00:03 De nombreuses manifestations éclatent contre les violences policières et le racisme, dans
00:08 le sillage du mouvement Black Lives Matter, qui fait suite au meurtre de George Floyd
00:12 par un policier aux Etats-Unis.
00:13 A Paris, dans la nuit du 23 juin, un militant antiraciste jette de la peinture rouge sur
00:20 la statue de Colbert, située devant l'Assemblée Nationale.
00:24 Cet acte vise à dénoncer le rôle joué par le ministre des Finances de Louis XIV dans
00:28 l'esclavage et la traite occidentale.
00:30 En effet, Colbert est à l'origine du Code Noir, texte de 1685, réglementant les rapports
00:37 entre maîtres et esclaves dans les colonies.
00:39 Entre le XVIIe et le XIXe siècle, les monarchies européennes rationalisent un système de
00:45 déportation des populations noires d'Afrique vers le Nouveau Monde, qui sont réduites en
00:49 esclavage et forcées de travailler dans les champs.
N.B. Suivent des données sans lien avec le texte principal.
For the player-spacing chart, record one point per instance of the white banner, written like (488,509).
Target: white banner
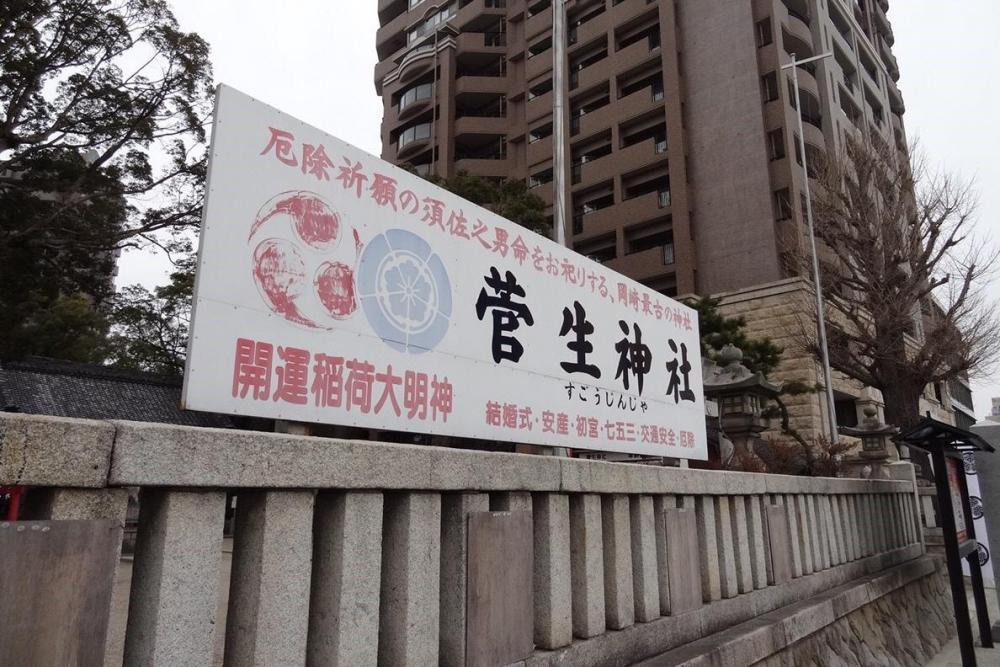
(334,287)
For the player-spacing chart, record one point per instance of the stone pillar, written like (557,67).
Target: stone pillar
(727,547)
(53,504)
(744,566)
(838,529)
(661,503)
(587,565)
(409,614)
(553,599)
(805,537)
(619,602)
(644,576)
(175,579)
(794,532)
(268,617)
(816,534)
(708,549)
(759,543)
(347,567)
(455,510)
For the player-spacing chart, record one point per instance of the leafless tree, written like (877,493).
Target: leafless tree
(903,274)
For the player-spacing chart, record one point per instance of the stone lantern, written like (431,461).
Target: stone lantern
(741,396)
(876,437)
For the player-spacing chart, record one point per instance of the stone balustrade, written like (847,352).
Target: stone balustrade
(355,553)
00:51 Dans les Antilles françaises, la culture de la canne devient centrale, le sucre étant
00:57 un produit très rentable, car fort apprécié sur le vieux continent.
01:01 Revenons sur le système de la traite pratiqué par les occidentaux, et observons le parcours,
01:06 puis le quotidien des esclaves, des villages africains aux plantations antillaises.
01:10 1492 est une année notable de l'Histoire.
01:32 En Espagne, le dernier royaume musulman ibérique s'effondre.
01:35 C'est la fin de la Reconquista, et les royaumes chrétiens, en effervescence, souhaitent propager
01:41 la religion partout où ils le peuvent.
01:43 Dans la recherche de nouvelles routes commerciales vers les Indes, engagées depuis le XVe siècle,
01:47 de nouvelles terres sont découvertes à l'ouest, par-delà le grand océan.
01:51 Christophe Colomb débarque aux Antilles cette année-là pour le comte de l'Espagne.
01:56 Le Portugal quant à lui, s'implante au Brésil avec Pablo Alvarez Cabral.
02:01 Les royaumes ibériques font mainmise sur l'Amérique, et les grands empires, aztèques
02:07 et inca, sont détruits.
02:08 L'implantation dans ces territoires est motivée par un double enjeu, économique
02:14 tout d'abord, mais également religieux, par un processus de conversion forcée et
02:18 d'asservissement des populations autochtones.
02:20 Les colons espagnols mettent en place une forme de travail forcé, afin d'exploiter
02:28 les immenses richesses amérindiennes, comme l'or, l'argent et les nouvelles cultures,
02:32 l'encomienda.
02:33 On regroupe sur un territoire donné les indigènes qu'on oblige à travailler dans les mines,
02:39 les champs et les chantiers de construction, sous l'autorité d'un colon, l'encomendero.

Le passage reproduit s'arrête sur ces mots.